The Australian Survey on Sex and Relationships 6: Sexual coercion

I’m still blogging the Australian Survey on Sex and Relationships. Because it’s the largest sample and most comprehensive survey involving genuine random sampling of a large population (over 20,000 people) that’s ever been done, anywhere in the world.

I’m also blogging it because the survey’s research team are still wrestling with their website, and this dodgy blog is still the only place you can currently get this information.

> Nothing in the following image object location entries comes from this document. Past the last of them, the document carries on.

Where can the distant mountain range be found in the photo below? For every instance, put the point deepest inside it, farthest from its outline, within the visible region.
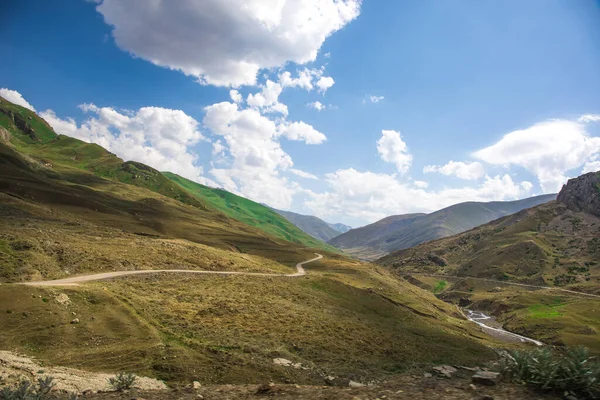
(314, 226)
(399, 232)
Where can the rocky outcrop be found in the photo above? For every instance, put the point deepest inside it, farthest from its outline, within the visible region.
(582, 194)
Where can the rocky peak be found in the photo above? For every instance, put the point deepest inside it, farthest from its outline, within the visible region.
(582, 194)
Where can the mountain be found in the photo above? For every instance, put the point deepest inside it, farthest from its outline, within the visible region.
(555, 245)
(33, 137)
(403, 231)
(69, 208)
(341, 228)
(250, 212)
(312, 225)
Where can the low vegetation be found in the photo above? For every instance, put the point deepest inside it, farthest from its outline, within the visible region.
(565, 371)
(27, 390)
(122, 381)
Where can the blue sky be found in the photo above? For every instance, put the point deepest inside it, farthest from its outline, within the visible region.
(424, 103)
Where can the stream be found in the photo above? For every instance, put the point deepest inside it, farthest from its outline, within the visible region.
(480, 319)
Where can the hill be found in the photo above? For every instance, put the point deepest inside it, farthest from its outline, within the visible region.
(341, 228)
(312, 225)
(404, 231)
(65, 210)
(32, 136)
(554, 246)
(250, 212)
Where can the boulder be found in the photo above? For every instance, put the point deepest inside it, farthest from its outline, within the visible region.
(487, 378)
(445, 370)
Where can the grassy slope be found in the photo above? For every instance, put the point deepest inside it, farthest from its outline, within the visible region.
(310, 224)
(544, 245)
(393, 234)
(249, 212)
(65, 154)
(346, 318)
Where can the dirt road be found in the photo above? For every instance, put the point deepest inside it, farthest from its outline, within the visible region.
(76, 280)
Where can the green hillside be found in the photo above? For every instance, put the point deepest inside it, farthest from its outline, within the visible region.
(403, 231)
(248, 212)
(310, 224)
(32, 136)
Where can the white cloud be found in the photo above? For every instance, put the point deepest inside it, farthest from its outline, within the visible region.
(392, 149)
(373, 99)
(302, 174)
(236, 96)
(225, 43)
(267, 100)
(324, 83)
(304, 80)
(317, 105)
(302, 131)
(591, 166)
(548, 149)
(589, 118)
(15, 97)
(469, 171)
(256, 156)
(155, 136)
(368, 196)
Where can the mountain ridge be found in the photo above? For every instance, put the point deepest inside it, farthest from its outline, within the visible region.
(406, 230)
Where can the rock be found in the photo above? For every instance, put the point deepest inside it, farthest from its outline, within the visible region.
(265, 388)
(582, 194)
(62, 299)
(445, 370)
(486, 378)
(283, 362)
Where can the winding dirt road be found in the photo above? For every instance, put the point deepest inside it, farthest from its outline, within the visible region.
(76, 280)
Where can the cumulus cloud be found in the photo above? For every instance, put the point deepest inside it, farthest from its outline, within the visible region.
(591, 166)
(392, 149)
(267, 100)
(373, 99)
(155, 136)
(317, 105)
(302, 174)
(236, 96)
(225, 43)
(324, 83)
(548, 149)
(469, 171)
(589, 118)
(369, 196)
(256, 156)
(15, 97)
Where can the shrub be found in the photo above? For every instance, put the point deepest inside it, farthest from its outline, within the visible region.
(122, 381)
(573, 371)
(26, 390)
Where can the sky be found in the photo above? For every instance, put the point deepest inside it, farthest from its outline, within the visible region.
(344, 109)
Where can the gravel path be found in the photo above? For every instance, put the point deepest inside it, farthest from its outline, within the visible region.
(76, 280)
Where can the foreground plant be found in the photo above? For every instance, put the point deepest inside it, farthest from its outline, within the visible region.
(26, 390)
(122, 381)
(573, 371)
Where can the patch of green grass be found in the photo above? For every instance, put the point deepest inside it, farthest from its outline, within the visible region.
(440, 286)
(249, 212)
(544, 311)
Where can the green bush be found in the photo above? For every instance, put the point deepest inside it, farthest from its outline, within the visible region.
(26, 390)
(122, 381)
(572, 371)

Today’s topic is sexual coercion. That includes rape, which in turn includes forcing someone to give or receive oral sex. It also includes things that are more likely to be categorised, in a court of law, as “indecent assault” rather than as rape, for example groping someone’s genitals without their consent or when they’re underage. 

Sexual coercion

  • Overall, 4% of men and 22% of women had ever been forced or frightened into doing something sexual that they did not want: 2% of men and 12% of women reported that this happened before they turned 17
  • Men and women who had been coerced had poorer physical, psychological, and sexual well-being
  • Few people who had been coerced talked to others about their experiences of sexual coercion, and very few had talked to a professional

So one in 25 men, and over one in five women had experienced sexual coercion. One in eight women had experienced sexual coercion while they were below the age of consent in their State or Territory. 

The survey found that people who’d experienced sexual coercion were likely to have lower rates of sexual and relationship satisfaction, and poorer physical and mental health. 

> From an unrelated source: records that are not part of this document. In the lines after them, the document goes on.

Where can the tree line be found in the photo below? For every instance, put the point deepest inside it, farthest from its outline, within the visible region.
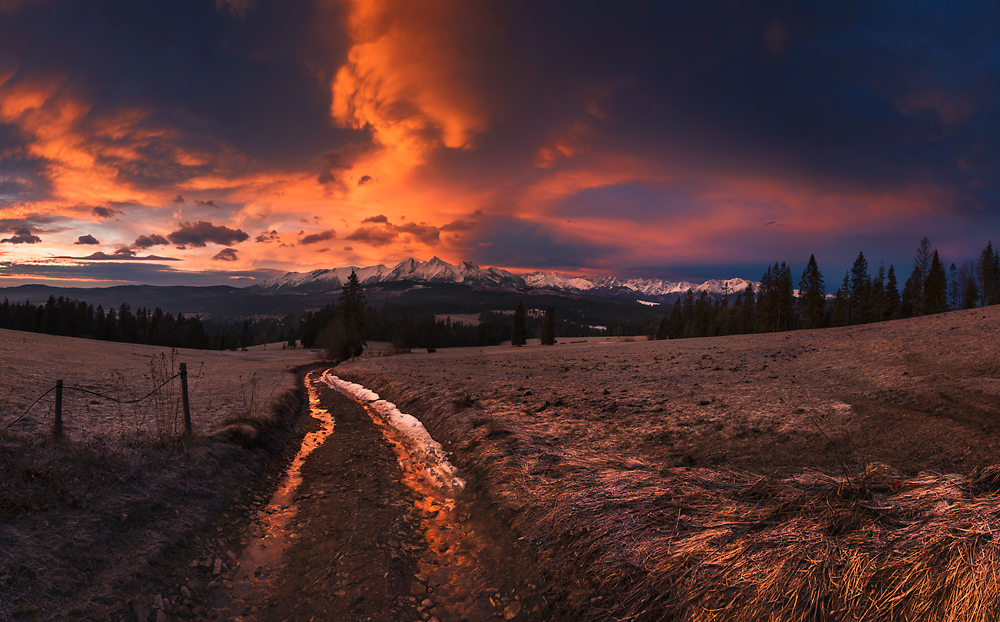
(71, 318)
(862, 297)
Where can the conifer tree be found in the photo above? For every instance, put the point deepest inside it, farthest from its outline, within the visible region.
(968, 285)
(519, 334)
(921, 265)
(352, 315)
(909, 305)
(934, 287)
(748, 310)
(844, 318)
(860, 291)
(812, 296)
(879, 300)
(549, 327)
(988, 271)
(954, 288)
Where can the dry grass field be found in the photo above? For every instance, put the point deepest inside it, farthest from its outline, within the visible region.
(82, 517)
(843, 474)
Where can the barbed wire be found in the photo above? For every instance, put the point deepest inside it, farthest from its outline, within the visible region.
(94, 393)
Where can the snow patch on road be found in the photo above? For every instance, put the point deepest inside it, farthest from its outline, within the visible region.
(425, 449)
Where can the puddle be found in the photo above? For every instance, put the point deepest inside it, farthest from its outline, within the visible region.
(261, 559)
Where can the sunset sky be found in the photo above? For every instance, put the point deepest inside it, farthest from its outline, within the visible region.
(217, 141)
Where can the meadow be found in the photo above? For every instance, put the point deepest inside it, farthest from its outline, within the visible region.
(86, 518)
(844, 474)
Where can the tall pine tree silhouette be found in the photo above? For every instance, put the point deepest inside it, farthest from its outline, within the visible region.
(519, 334)
(935, 296)
(549, 327)
(812, 296)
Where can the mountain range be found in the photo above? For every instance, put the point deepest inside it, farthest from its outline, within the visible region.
(438, 271)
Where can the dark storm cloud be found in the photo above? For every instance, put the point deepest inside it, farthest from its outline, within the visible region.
(322, 236)
(122, 254)
(373, 236)
(104, 212)
(201, 78)
(458, 225)
(428, 234)
(123, 272)
(518, 243)
(22, 235)
(226, 254)
(873, 94)
(23, 176)
(201, 233)
(382, 232)
(147, 241)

So we’re talking about horrifyingly high rates of coercion, targeted at women and girls. We are also talking about measurable, real long-term damage to women’s health, lives and relationships. The sample size really leaves no room at all for quibbling about whether the numbers are accurate: this is huge and it is real, and it is bloody horrible. 

The interviewers

It’s interesting that so many people were prepared to talk to the survey interviewers about this, though they’d never talked about it to a friend or parent, or a doctor or counsellor. That’s a real tribute to the people who did the interviewing.

There was a team of women, working from Newcastle. They were trained, but they also had amazing people skills. 

They kept a running tally of the number of marriage proposals they got. Not “at all”; “a day”.  

But that’s not so much because of their awesome people skills. That’s more because they were women who rang up over 20,000 strangers and talked to them about sex.